The Department of Health is a large organisation, with different departments performing different tasks. No doubt, there are some departments carrying out noble and important work, and many of the civil servants working at the DH are, I am sure, dedicated to trying to make a positive difference to the provision of healthcare in the UK (or is it just England now?).
But there are some departments, the ones handling the more politicised policies, that are having to plan, promote, and implement policies that are not actually positive ones, and where there are significant unintended consequences. During the debate surrounding the Health and Social Care Bill many criticisms and misgivings were articulated. The Department of Health was then having to defend these policies and the methodology by which they were being planned, and this was most evident in the statements issued to journalists in response to the critiques.
‘A spokesman for the Department of Health said, ………’; ‘a spokeswoman for the Department of Health resplied…..’. These statements were understandably designed to minimise the damage done by the critique of the moment, but it meant that they were often fatuous and disingenuous. And what was frustrating from the point of view of those of us who work within the health economy was the, for the most part, the journalists just accepted these statements at face value, even if they contained falsehoods.
An example of this was when, in February 2012, 154 senior paediatricians (including 19 professors) wrote a letter to the Lancet to voice their concerns about the damage that would be done by the Bill.
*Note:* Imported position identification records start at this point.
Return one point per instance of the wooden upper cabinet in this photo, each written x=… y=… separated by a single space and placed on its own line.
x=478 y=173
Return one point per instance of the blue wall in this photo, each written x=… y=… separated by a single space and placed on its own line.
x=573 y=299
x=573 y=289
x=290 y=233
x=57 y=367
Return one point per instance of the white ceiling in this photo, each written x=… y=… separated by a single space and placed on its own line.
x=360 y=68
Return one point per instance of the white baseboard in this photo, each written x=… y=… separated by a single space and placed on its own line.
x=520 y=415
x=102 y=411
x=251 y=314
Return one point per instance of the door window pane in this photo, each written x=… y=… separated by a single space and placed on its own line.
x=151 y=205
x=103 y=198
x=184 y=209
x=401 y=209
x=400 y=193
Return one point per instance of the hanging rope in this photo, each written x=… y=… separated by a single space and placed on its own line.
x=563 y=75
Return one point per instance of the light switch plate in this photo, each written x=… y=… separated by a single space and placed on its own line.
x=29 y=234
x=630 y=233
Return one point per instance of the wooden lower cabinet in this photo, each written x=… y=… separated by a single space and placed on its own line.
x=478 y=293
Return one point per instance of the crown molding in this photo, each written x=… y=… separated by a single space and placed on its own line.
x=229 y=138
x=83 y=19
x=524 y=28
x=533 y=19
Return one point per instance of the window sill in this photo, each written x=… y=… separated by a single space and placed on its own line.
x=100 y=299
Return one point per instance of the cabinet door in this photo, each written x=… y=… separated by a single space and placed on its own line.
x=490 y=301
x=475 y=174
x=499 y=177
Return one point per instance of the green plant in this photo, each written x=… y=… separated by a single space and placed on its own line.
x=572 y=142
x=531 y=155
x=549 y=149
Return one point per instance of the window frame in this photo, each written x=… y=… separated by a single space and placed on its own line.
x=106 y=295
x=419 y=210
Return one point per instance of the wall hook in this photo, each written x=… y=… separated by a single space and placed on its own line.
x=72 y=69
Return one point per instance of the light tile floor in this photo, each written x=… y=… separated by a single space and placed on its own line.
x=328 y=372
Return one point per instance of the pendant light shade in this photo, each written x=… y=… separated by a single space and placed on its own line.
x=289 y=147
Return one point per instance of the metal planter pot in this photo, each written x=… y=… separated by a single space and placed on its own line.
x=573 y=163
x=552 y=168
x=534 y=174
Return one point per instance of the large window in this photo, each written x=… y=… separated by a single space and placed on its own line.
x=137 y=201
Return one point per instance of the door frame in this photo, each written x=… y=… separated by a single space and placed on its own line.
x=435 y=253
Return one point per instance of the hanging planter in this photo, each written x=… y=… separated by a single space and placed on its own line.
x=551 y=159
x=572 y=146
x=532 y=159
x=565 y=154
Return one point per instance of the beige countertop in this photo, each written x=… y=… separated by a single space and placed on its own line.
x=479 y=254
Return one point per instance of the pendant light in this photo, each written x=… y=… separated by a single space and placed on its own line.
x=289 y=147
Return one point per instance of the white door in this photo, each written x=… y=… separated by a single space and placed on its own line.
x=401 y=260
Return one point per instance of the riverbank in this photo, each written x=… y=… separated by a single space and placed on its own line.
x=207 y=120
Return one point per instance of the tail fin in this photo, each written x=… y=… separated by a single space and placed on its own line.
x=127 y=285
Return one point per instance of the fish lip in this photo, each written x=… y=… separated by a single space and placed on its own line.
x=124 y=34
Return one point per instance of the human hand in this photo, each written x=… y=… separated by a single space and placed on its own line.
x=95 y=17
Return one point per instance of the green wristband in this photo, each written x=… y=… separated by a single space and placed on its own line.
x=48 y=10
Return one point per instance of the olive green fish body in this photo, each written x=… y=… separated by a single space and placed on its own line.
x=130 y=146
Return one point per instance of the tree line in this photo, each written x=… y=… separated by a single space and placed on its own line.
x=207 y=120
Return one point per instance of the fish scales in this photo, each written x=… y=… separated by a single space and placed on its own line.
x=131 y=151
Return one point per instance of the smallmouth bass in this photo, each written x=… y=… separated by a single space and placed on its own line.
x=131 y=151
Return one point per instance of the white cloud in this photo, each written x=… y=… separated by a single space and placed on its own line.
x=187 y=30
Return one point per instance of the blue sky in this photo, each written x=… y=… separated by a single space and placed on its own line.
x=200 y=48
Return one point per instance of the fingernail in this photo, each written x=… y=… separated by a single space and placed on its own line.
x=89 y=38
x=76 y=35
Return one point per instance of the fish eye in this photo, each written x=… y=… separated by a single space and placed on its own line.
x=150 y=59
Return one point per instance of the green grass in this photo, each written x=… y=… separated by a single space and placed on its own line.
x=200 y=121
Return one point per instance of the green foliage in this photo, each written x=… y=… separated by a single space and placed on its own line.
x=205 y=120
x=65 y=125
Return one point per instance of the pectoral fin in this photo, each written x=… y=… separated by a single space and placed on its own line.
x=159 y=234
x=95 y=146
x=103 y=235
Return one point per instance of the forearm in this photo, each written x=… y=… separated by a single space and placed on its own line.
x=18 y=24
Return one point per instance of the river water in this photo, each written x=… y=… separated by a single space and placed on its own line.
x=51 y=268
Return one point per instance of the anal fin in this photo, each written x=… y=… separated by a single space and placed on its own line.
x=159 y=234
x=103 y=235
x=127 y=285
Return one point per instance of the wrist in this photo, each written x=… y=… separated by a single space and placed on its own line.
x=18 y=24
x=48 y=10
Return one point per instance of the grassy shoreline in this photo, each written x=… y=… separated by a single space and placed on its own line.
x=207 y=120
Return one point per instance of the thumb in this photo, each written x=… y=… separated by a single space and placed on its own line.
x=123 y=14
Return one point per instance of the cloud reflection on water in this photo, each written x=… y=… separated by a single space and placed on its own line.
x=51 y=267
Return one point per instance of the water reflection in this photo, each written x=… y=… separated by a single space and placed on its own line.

This naturally received attention in the press.
The Department of Health’s response, as quoted in this article:
A spokeswoman for the Department of Health said: “We have listened and substantially strengthened the Bill following the listening exercise. It’s not true to say that the Health and Social Care Bill will fragment children’s healthcare. In fact, the Bill will help address the very concerns about fragmentation that the experts raise. It will help the NHS and other public services work together better for children, young people and their families. These 150 individuals represent just over 1% of the total members of the Royal College of Paediatricians and Children’s Health and cannot be taken as an accurate representation of the College, who we continue to work with.”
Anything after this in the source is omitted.